Claire Genoux précise qu’il y avait aussi une composante de marginalité dans cette petite communauté, d’opposition à l’ordre établi, même si c’était sans agressivité. Cela confirme ce que décrit Ivano dans le reportage : « Quand on est en patins, on a l’impression que tout le monde sait qu’on existe. Le patineur provoque, mais il aimerait se faire accepter. » Il suscite l’émerveillement, le choc, la jalousie… mais finalement, il nous interroge sur notre propre désir de liberté. L’amie d’Ivano, hôtesse de l’air de profession, évoque ainsi le sentiment qui l’envahit à regarder son cher patineur : « C’est un petit bout de rêve dans la journée. C’est comme si un danseur de ballet allait faire quelques pas de danse au milieu de la route. C’est beau. »
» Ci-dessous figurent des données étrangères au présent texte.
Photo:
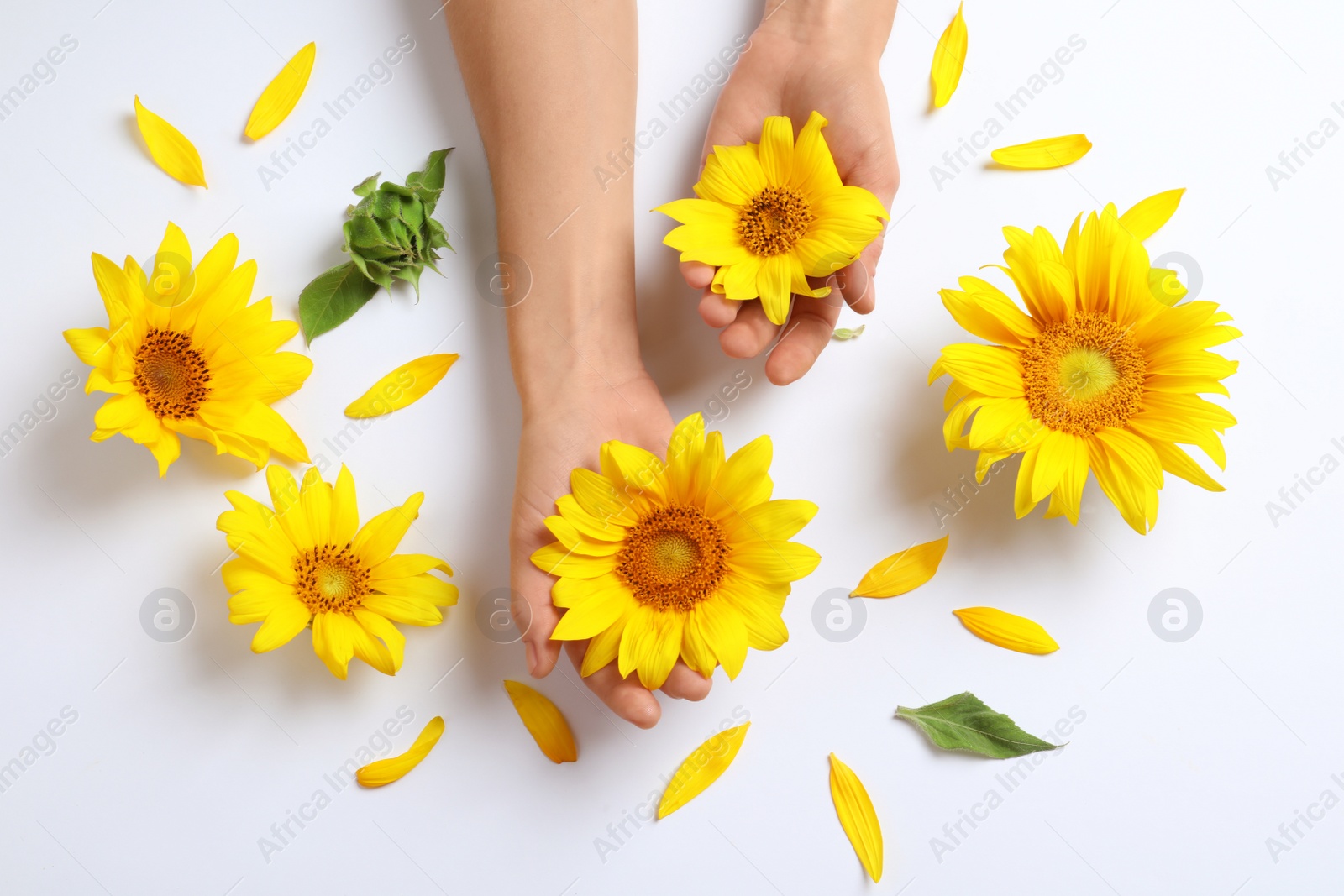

La ligne 5 pour remonter jusqu’à Epalinges
Se confronter à soi-même, à la ville, à la vie : voilà en fait le véritable enjeu des descentes, plus que le shoot d’adrénaline. Comme le dit Ivano : « Ça nous fortifie de savoir qu’on peut prendre des risques et être chaque fois à la hauteur de ces risques. » Mais chacun selon ses capacités. Claire Genoux mentionne par exemple qu’il y avait les prudents empruntant la ligne 5 du bus pour remonter en direction d’Epalinges et puis les téméraires qui se faisaient tracter par les véhicules, à l’instar des frères Lenoir, Luc surnommé « le patron » et David qui gère aujourd’hui le skatepark de Sévelin. Et si la réussite est au rendez-vous en bas de chaque descente, pourquoi ne serait-elle pas au rendez-vous d’autres défis ? Le tremplin est peut-être le même pour sauter en rollers et dans la vie.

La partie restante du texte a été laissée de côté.